Introduction
Details the diagnosis and treatment of a woman with iron deficiency anaemia and gallstones in line with PBM best practice.
Case Presentation
A 38-year-old woman presented to her GP reporting fatigue, brittle hair and difficulty concentrating. The results of her blood work indicated low Hb, MCV and Ferritin and she was diagnosed with iron deficiency anaemia, placed on iron supplementation and given literature regarding diet. Given the potential for hepcidin to block iron absorption for 24 hours in the liver, supplements were to be administered on alternate days, for optimal effect. The cause of the iron deficiency was presumed to be related to the cumulative effects of her pregnancies (she has children aged 15 months, 3 and 6 years) and her excessive menstrual loss (menorrhagia). A gynaecology outpatient clinic appointment was requested.
She returned ten days later experiencing severe pain in the upper right abdomen, with intermittent fever and nausea. An abdominal ultrasound ordered by the GP showed evidence of Cholelithiasis (stones in the gall bladder), with further blood test indicating elevated white blood cells and raised CRP, normal liver function. The GP sent her for assessment by a general surgeon, who determined that early surgery was required.
Management and Outcome
As surgery was scheduled for two weeks’ time there was insufficient time to build her iron stores through supplementation, the patient was sent for an IV iron infusion to ensure optimal blood quality at the time of surgery.
The surgery and immediate post operative course was uncomplicated. At the GP’s request, the patient returned for a full blood picture and iron studies six weeks after surgery.
Discussion
In many cases, this patient would have been sent for surgery with low iron stores, which would have put her at greater risk of blood-related complications (including an increased likelihood of a blood transfusion).
However, armed with sufficient education and training on PBM, her caring medical team knew these risks could be mitigated with the right pre-surgical intervention. In this case, pre-operative IV iron infusion.
This case highlights the important, ongoing role GPs play in advocating and prescribing PBM best practices as a holistic part of the patient care lifecycle.

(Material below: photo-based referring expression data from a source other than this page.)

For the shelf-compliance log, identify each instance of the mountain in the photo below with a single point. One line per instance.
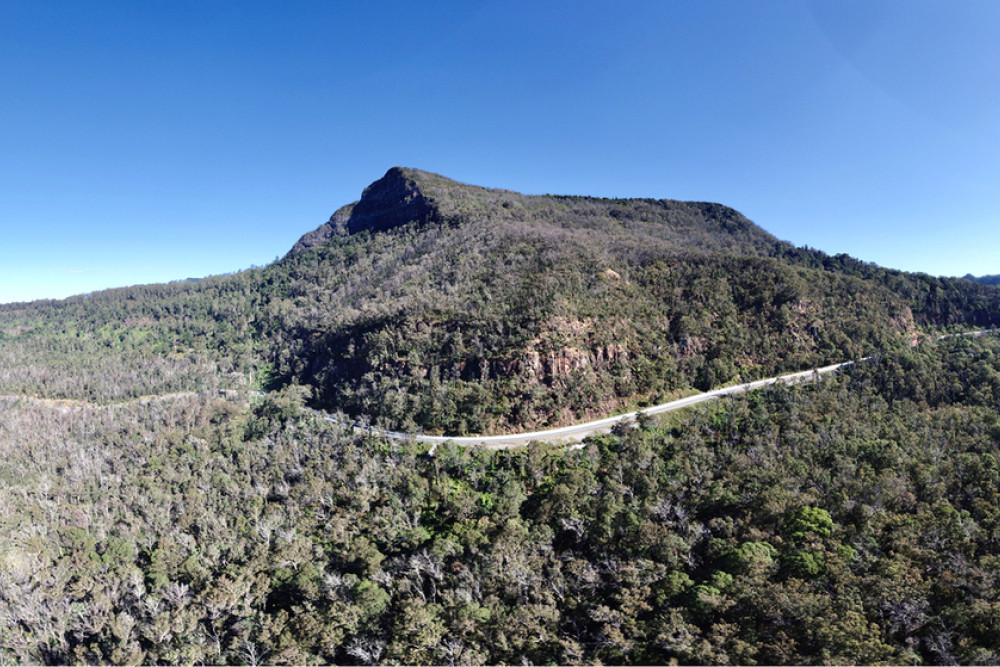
(150, 518)
(430, 305)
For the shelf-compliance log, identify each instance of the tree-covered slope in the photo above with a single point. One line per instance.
(850, 521)
(436, 306)
(465, 309)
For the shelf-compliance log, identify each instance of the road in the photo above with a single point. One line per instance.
(574, 433)
(578, 432)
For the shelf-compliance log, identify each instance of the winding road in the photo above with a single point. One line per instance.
(574, 433)
(578, 432)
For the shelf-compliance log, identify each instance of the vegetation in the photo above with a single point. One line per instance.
(439, 307)
(985, 280)
(852, 520)
(155, 509)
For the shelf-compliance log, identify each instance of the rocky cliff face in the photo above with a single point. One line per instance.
(392, 201)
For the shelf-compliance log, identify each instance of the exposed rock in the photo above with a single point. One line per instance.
(392, 201)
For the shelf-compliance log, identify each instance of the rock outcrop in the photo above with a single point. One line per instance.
(392, 201)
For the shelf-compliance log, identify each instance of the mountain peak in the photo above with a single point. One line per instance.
(394, 200)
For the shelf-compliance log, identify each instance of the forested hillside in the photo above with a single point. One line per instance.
(854, 520)
(985, 280)
(434, 306)
(148, 517)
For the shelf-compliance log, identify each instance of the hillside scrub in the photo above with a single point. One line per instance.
(853, 520)
(444, 308)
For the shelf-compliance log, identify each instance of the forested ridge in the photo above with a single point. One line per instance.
(444, 308)
(850, 520)
(853, 520)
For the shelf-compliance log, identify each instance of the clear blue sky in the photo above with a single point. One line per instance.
(149, 141)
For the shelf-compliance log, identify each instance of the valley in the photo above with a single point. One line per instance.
(236, 470)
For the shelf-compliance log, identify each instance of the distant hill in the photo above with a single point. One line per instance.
(442, 307)
(985, 280)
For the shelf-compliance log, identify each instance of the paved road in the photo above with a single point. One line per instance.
(578, 432)
(574, 433)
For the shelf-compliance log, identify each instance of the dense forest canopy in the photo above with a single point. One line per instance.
(434, 306)
(158, 508)
(853, 520)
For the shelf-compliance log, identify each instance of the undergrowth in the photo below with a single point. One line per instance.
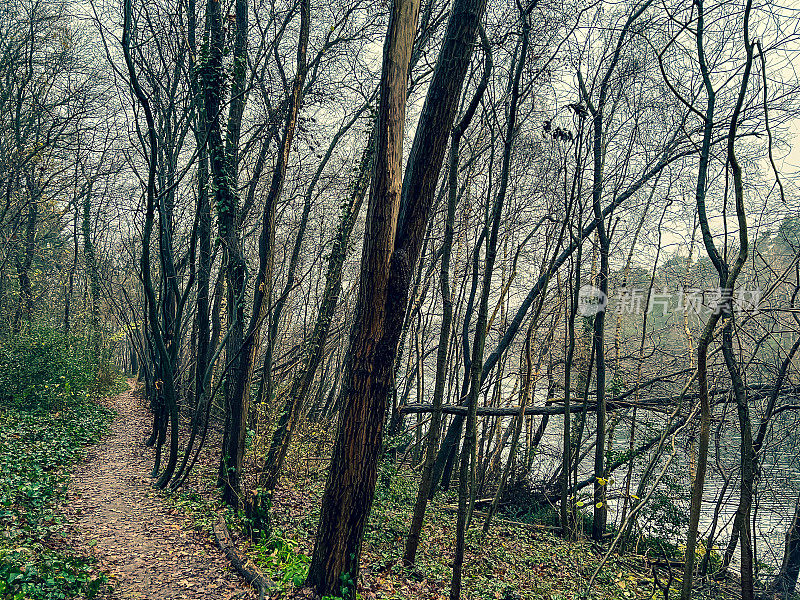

It also raises the common issue of undertreatment of iron deficiency (both with and without anaemia) and the lack of understanding regarding the role iron plays in blood health, patient outcomes (surgical and non-surgical) and long-term patient wellbeing. It is important to assess patients for the cause of anaemia – wherever possible, early enough preoperatively to enable sufficient time for treatment to be successful. Identifying iron deficiency is not a diagnosis, rather it should lead the clinician to offer the patient further evaluation to allowing a cause to be identified.